The Boy Who Loved Trees

As a kid, distressed by my life with the Tyrells, I would often retreat to the bathtub to sleep. It became a place of comfort for me even dry.
In mid-life, my journey to C-PTSD began in a bathtub. I got in and long-forgotten memories overwhelmed me with sensation as did the warm water of my bath. At first I didn’t recognize what I was seeing; I’d heard of repressed memories but never imagined I had any. I was 45 years old when that happened.
On Monday morning in the bath, one single memory destroyed me. No sooner had the memory of the trees of our backyard entered my head than I was shaking with grief. Today, telling Dr. Shoja, it the grief overwhelmed me again.

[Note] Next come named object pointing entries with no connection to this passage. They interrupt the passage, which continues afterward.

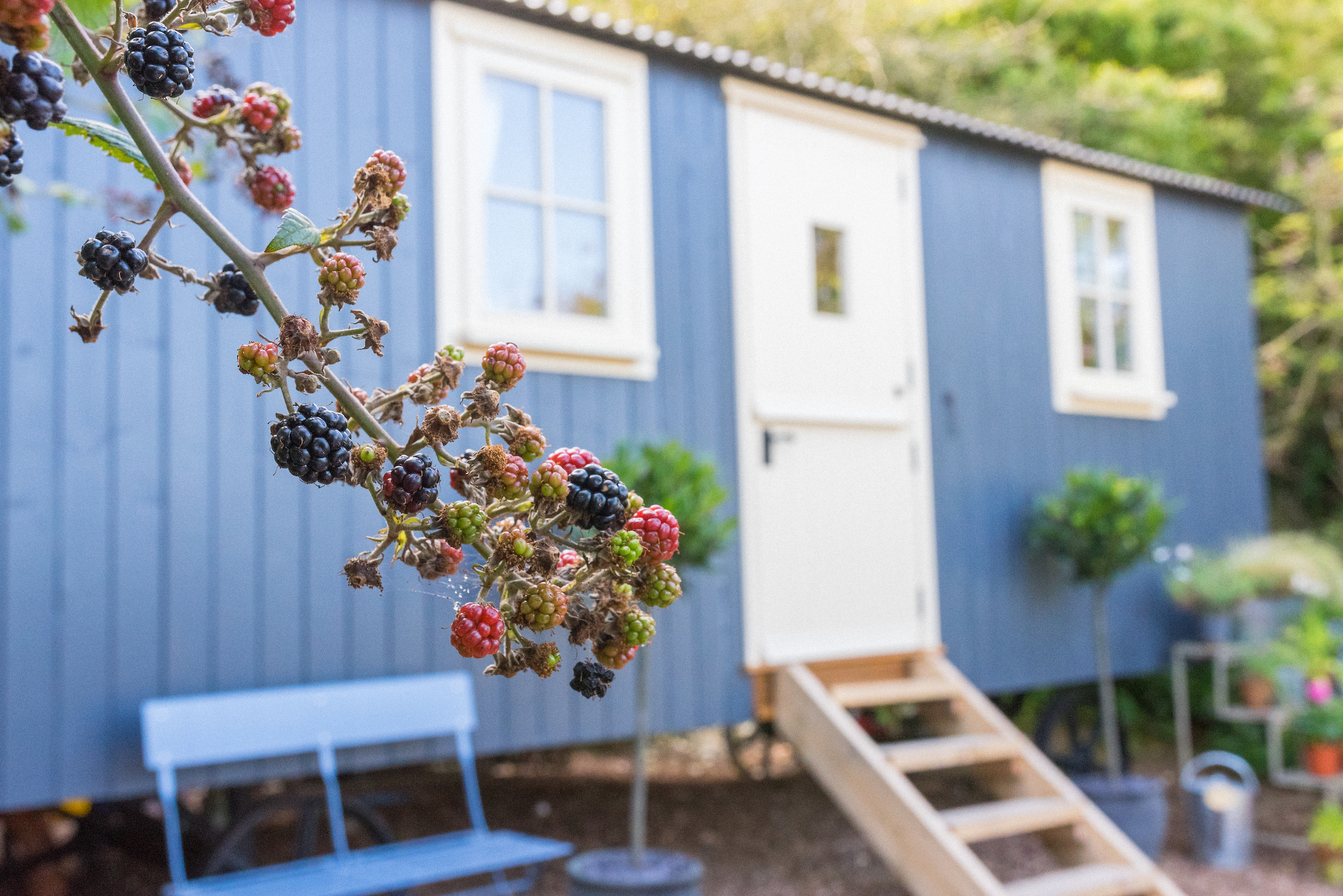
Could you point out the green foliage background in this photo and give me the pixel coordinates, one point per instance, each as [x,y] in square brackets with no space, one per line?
[1247,90]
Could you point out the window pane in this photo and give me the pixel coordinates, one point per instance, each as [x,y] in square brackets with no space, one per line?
[1123,356]
[581,262]
[514,255]
[1084,242]
[514,133]
[1091,356]
[1116,235]
[579,153]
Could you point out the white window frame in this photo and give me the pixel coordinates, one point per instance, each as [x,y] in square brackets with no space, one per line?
[468,45]
[1139,393]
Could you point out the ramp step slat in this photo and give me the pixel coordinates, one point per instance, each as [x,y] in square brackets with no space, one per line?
[1008,817]
[1084,880]
[955,752]
[879,694]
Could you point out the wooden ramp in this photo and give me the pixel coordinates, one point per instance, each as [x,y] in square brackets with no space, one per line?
[926,848]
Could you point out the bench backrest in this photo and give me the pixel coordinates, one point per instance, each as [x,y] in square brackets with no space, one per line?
[210,729]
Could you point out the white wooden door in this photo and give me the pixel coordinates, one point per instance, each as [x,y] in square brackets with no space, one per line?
[837,518]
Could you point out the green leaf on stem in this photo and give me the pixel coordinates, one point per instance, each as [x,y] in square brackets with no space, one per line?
[112,140]
[296,228]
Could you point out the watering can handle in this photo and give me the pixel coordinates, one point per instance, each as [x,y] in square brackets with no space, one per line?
[1219,760]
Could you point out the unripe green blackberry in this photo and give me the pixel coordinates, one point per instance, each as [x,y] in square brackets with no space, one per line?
[464,521]
[637,628]
[663,587]
[542,607]
[550,480]
[528,443]
[341,277]
[626,548]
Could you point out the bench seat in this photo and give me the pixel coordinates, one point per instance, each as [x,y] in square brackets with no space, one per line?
[383,868]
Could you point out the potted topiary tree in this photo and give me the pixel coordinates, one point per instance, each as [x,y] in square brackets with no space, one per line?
[1102,524]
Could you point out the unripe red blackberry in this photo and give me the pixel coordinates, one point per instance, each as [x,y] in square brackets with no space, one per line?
[272,188]
[233,294]
[637,628]
[514,482]
[213,101]
[504,365]
[570,459]
[112,261]
[626,548]
[260,113]
[270,16]
[477,631]
[663,587]
[440,385]
[313,445]
[32,89]
[597,498]
[411,484]
[542,607]
[159,61]
[464,520]
[11,159]
[156,10]
[550,480]
[261,361]
[341,277]
[591,681]
[659,531]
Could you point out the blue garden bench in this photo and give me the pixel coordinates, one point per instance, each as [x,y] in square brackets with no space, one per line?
[321,718]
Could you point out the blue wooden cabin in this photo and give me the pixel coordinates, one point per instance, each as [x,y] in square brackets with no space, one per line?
[899,318]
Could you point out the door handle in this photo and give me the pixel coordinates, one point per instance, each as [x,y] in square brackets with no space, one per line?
[770,439]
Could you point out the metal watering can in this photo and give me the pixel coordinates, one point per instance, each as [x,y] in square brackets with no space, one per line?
[1221,808]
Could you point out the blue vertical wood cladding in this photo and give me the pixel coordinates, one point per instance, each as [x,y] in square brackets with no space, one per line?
[998,442]
[147,546]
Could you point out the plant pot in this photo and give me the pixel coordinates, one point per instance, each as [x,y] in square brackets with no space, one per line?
[1323,760]
[1256,691]
[608,873]
[1135,804]
[1328,861]
[1214,627]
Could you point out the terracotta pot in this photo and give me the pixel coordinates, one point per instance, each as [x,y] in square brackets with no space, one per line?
[1323,760]
[1257,691]
[1328,861]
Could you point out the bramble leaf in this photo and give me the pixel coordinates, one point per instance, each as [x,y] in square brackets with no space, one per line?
[111,140]
[296,228]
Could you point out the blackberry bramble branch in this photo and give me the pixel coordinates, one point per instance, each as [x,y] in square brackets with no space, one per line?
[562,546]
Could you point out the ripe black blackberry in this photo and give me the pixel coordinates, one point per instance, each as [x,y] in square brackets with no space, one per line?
[11,160]
[31,90]
[159,61]
[591,679]
[112,261]
[598,498]
[156,10]
[233,293]
[313,445]
[411,484]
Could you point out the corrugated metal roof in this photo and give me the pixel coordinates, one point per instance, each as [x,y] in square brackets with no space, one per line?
[743,63]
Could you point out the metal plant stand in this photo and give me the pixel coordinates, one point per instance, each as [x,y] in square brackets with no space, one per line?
[1275,721]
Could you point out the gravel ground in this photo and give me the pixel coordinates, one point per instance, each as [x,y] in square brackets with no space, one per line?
[781,837]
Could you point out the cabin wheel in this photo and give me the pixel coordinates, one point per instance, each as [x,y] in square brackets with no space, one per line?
[753,749]
[306,814]
[1069,732]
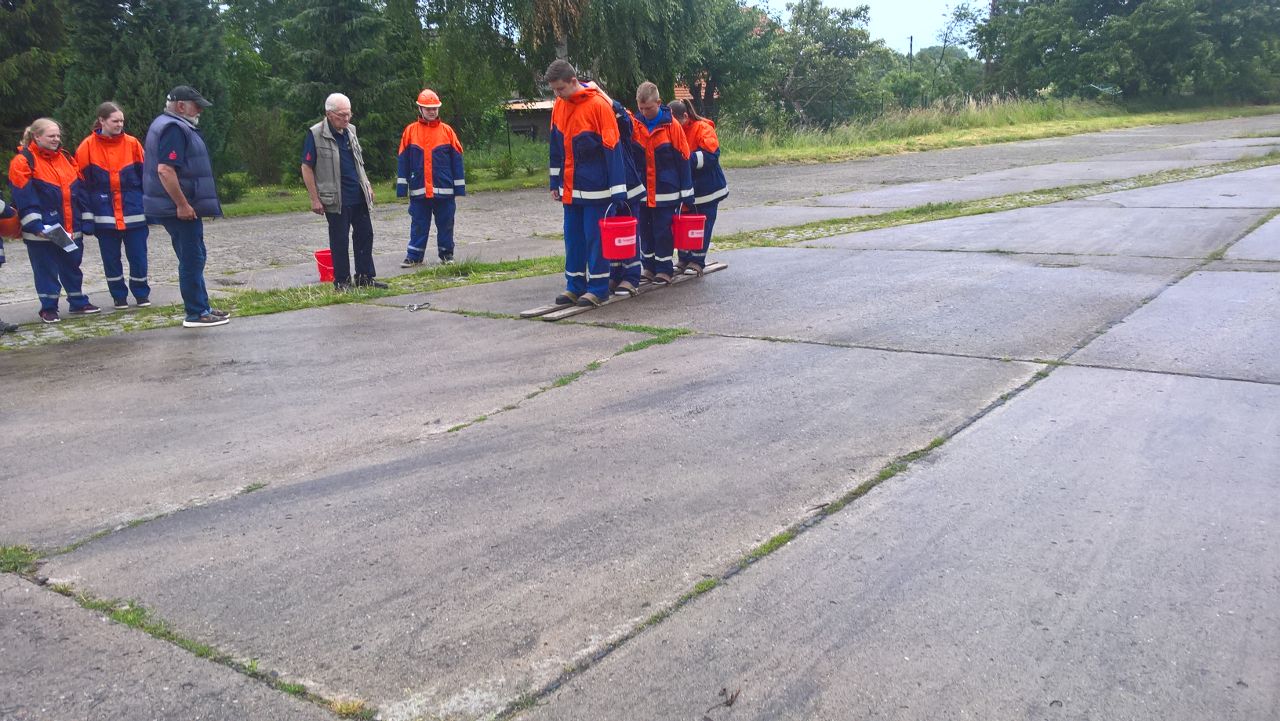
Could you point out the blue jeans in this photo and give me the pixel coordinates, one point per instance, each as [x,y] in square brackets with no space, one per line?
[352,220]
[188,245]
[135,241]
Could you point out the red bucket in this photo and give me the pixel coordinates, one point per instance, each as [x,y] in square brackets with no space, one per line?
[324,264]
[618,236]
[688,231]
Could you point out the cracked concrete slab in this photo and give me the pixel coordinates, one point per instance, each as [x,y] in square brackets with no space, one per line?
[1262,243]
[1220,324]
[993,305]
[1101,547]
[145,423]
[452,579]
[1092,231]
[60,661]
[1247,188]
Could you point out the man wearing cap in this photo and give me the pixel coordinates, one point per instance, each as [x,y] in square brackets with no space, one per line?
[178,192]
[333,170]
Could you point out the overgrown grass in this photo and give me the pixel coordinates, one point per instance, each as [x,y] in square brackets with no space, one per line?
[976,122]
[940,127]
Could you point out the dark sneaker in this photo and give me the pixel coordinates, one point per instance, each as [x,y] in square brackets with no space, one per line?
[366,282]
[589,300]
[206,320]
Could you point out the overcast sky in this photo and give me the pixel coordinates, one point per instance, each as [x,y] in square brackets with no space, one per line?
[894,21]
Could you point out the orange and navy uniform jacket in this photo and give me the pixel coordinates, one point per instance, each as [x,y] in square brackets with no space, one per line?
[112,168]
[585,155]
[664,163]
[50,194]
[709,183]
[430,162]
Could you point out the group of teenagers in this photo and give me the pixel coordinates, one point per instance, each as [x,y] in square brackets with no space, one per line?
[604,159]
[110,188]
[657,162]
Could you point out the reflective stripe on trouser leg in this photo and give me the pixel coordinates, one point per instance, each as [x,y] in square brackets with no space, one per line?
[700,256]
[109,241]
[419,227]
[656,227]
[444,210]
[575,250]
[44,268]
[136,251]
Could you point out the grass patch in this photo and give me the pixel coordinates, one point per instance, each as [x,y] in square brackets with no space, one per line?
[18,560]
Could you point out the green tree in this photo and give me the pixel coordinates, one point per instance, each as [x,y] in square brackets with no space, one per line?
[31,37]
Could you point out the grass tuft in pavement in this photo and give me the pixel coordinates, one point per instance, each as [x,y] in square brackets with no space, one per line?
[18,560]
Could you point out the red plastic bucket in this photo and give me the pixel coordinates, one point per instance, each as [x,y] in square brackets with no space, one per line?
[324,264]
[618,236]
[688,231]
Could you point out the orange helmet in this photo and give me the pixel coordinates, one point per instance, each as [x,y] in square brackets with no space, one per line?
[428,99]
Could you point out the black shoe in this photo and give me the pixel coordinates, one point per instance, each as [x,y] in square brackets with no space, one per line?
[366,282]
[206,320]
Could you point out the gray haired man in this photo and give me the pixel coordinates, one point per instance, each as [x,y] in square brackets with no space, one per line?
[333,169]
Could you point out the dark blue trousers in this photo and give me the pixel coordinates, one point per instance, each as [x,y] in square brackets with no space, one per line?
[353,222]
[135,241]
[420,211]
[56,270]
[585,268]
[188,245]
[657,246]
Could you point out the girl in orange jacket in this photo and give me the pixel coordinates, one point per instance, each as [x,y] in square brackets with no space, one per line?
[48,191]
[110,162]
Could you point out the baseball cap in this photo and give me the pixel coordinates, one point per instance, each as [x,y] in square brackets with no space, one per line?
[188,94]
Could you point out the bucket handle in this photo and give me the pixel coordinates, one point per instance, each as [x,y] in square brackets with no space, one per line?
[622,204]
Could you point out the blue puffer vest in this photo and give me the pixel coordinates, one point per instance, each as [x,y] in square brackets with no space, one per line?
[196,176]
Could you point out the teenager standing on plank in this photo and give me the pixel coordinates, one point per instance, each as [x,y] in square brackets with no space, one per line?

The Tyrells lived on a hillside. Both the front yard and back yard were terraced and on the top level of the backyard were two small groves of Vine maples and between them were an almond tree and a cherry tree.
The rule around our home was that the Tyrells were not to be disturbed. I was to stay in my room or be outdoors. In the summer, the Vine Maple groves were my retreats. I spent lots of time there learning about soil and insects, picking the fruit and drying the almonds.
When we moved to the house on the hill, my father had offered me a present to bribe me into acceptance of their decision. I’d asked for the almond tree I cared for on the terrace.
Then one day a neighbour came into our yard and poisoned all the trees. I was beyond consolation but the Tyrells could not understand my attachment. I’d never once seen them interact with a living thing on our lot.
I begged Dad to complain to our neighbour and demand he replace the trees but he would not do it. Dad was a wimp.
In telling Dr. Shoja, I said I loved those trees and I did. Weird as it seems, I loved trees. I could not trust people, so I could not love them; pets and plants and trees were what I loved. A boy has to love, after all.
It was my father who beat me but it was my mother who ordered it done. The fact that he could not stand up to our neighbour gives me some solace; it feels less personal that he could not stand up to his wife and refuse to beat me.

I am (still) the boy who loved trees.